GraphScope for BI analysis#
Users for BI analysis are typically business analysts who interactively query and analyze data via a WebUI. In this scenario, concurrency is not a primary concern, but low latency for complex queries is crucial. GraphScope operates as an interactive query answering service over an evolving graph. In the application layer, it supports Gremlin or Cypher query languages. In the engine layer, an interactive engine (GIE) is deployed. When the engine receives a query written in Gremlin/Cypher, the compiler GAIA compiles the query into a unified interpreted representation (IR). A universal query optimizer is then applied to optimize the IR and translate it for different backends.

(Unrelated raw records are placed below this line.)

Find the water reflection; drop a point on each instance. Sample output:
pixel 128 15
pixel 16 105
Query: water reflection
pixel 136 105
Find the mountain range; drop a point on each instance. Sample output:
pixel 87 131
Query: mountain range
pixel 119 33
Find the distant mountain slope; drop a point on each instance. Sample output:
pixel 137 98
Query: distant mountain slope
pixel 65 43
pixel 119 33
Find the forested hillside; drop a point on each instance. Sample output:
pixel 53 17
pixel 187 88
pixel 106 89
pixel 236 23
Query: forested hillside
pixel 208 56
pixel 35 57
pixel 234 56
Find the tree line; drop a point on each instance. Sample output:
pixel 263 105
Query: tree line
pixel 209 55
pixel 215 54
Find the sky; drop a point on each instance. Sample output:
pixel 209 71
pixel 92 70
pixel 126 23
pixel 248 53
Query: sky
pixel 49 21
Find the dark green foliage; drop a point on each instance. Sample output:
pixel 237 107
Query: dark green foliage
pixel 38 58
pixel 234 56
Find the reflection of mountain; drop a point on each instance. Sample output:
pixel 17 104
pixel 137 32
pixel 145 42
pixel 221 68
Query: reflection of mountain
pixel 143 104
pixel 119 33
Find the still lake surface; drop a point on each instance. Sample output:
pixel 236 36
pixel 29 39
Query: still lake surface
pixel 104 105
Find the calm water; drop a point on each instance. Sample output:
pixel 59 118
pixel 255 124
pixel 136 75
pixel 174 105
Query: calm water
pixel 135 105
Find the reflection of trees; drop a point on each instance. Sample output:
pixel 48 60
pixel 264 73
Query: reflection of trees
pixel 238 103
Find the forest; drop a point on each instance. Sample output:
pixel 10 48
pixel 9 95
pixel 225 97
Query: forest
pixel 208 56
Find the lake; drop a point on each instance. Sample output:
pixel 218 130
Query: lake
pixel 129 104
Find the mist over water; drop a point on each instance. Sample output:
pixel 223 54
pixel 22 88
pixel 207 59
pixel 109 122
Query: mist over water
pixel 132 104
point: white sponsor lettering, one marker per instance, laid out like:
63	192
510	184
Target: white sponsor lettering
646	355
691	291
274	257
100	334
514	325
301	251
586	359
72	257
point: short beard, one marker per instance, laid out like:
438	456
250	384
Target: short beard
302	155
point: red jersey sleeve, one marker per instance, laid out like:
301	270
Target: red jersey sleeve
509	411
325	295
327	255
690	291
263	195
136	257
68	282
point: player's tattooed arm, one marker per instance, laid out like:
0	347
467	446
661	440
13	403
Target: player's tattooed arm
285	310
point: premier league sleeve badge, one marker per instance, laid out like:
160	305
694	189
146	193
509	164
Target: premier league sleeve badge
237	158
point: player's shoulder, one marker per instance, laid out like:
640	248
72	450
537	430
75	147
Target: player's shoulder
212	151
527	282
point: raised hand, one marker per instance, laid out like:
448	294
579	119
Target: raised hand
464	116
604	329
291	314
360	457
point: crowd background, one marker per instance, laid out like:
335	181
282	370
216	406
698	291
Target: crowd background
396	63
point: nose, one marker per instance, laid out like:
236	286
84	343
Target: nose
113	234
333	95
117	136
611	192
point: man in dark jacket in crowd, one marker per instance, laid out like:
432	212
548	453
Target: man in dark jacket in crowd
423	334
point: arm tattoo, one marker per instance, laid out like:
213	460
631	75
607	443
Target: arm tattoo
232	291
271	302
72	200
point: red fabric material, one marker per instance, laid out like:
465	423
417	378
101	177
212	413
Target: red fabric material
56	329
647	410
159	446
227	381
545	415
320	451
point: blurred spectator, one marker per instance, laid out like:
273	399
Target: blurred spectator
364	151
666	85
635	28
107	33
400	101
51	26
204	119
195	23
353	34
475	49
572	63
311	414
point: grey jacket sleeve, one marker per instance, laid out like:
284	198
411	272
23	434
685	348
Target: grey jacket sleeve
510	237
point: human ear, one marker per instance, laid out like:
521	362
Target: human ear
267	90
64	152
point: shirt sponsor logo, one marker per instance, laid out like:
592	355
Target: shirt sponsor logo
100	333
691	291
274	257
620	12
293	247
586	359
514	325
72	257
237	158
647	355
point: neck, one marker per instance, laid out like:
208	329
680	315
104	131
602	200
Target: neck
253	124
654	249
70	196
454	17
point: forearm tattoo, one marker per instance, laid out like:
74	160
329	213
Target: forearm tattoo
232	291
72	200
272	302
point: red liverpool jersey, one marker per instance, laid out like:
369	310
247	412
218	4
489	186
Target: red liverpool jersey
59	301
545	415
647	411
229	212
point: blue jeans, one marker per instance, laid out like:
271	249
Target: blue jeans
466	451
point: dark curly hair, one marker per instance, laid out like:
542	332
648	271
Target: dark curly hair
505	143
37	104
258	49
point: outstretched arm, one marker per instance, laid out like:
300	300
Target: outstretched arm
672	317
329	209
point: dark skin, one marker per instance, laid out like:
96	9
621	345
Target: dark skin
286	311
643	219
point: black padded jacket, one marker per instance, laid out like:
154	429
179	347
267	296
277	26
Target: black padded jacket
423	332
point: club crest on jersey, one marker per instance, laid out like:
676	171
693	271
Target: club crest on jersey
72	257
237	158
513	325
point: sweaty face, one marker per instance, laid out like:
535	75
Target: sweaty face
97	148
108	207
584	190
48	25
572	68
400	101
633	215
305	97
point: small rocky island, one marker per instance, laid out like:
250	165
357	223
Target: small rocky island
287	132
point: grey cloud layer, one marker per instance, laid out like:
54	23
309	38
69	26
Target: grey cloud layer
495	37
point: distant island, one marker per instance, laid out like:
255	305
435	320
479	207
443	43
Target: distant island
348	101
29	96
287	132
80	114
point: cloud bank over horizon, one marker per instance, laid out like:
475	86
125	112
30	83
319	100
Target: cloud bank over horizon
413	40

In this BI scenario, the queries resemble OLAP style, so the IR is interpreted into a data parallel plan. Next, a code-gen module generates the physical plan and applies it to Pegasus, a distributed data-parallel compute engine based on the cyclic dataflow computation model at the core of GIE. In the storage layer, a dynamic graph store is deployed and responsible for storing the graph data. With this combination, GraphScope provides a high-performance and interactive query answering service for BI analysis.
GraphScope for high QPS queries#
In some service scenarios, such as recommendation or searching, graph queries arrive at an extremely high rate. GraphScope can handle these scenarios by deploying a similar set of components as in the BI scenario. However, the universal query optimizer generates a query plan more suitable for high QPS queries. Then, a designated code-gen module generates a physical plan for another core engine, Hiactor, which is a high-performance and concurrent actor framework responsible for processing OLTP-like queries at the core of GIE. Since the storage layer provides a unified interface, users may choose to deploy an in-memory graph store (e.g., vineyard) or a persistent graph store (e.g., groot) to meet their specific needs. One may notice that the deployment of GraphScope for high QPS queries is similar to the deployment for BI analysis. However, the universal optimizer generates different plans and dispatches them to different backends according to the distinct workload characteristics.
GraphScope for graph analytics#
GraphScope is both performant and easy-to-use for graph analytical jobs. In this scenario, applications are provided as iterative algorithms in the built-in library or customized by the users. The algorithms can be implemented using FLASH-style API, Pregel API, or GRAPE native API. All these types of algorithms are compiled in the engine layer and run on GRAPE, a processing system proposed in this paper published in SIGMOD 2017. GRAPE distinguishes itself from prior systems by its ability to parallelize sequential graph algorithms as a whole. In GRAPE, sequential algorithms can be easily “plugged into” with only minor changes, allowing them to efficiently handle large graphs. To achieve high performance, deployments for this scenario typically choose an in-memory graph store for the storage layer.
GraphScope for learning#
GNNs have been effectively utilized in numerous real-world applications, such as e-commerce recommendation systems and financial risk control platforms, where billion-scale graphs are prevalent. The learning engine in GraphScope (GLE) efficiently supports distributed GNN training on large-scale graphs in these industrial scenarios. GLE offers both Python and C++ interfaces for graph sampling operations and a Gremlin-like GSL (Graph Sampling Language) interface to simplify the definition of sampling queries. For GNN models, GLE provides a variety of paradigms and processes for model development, and also includes a rich set of example models. Users can flexibly choose TensorFlow or PyTorch as the training backend. To enable a flexible and cost-effective resource configuration, the processes of sampling and training in GLE are decoupled, allowing each to be independently scaled to achieve the best end-to-end throughput.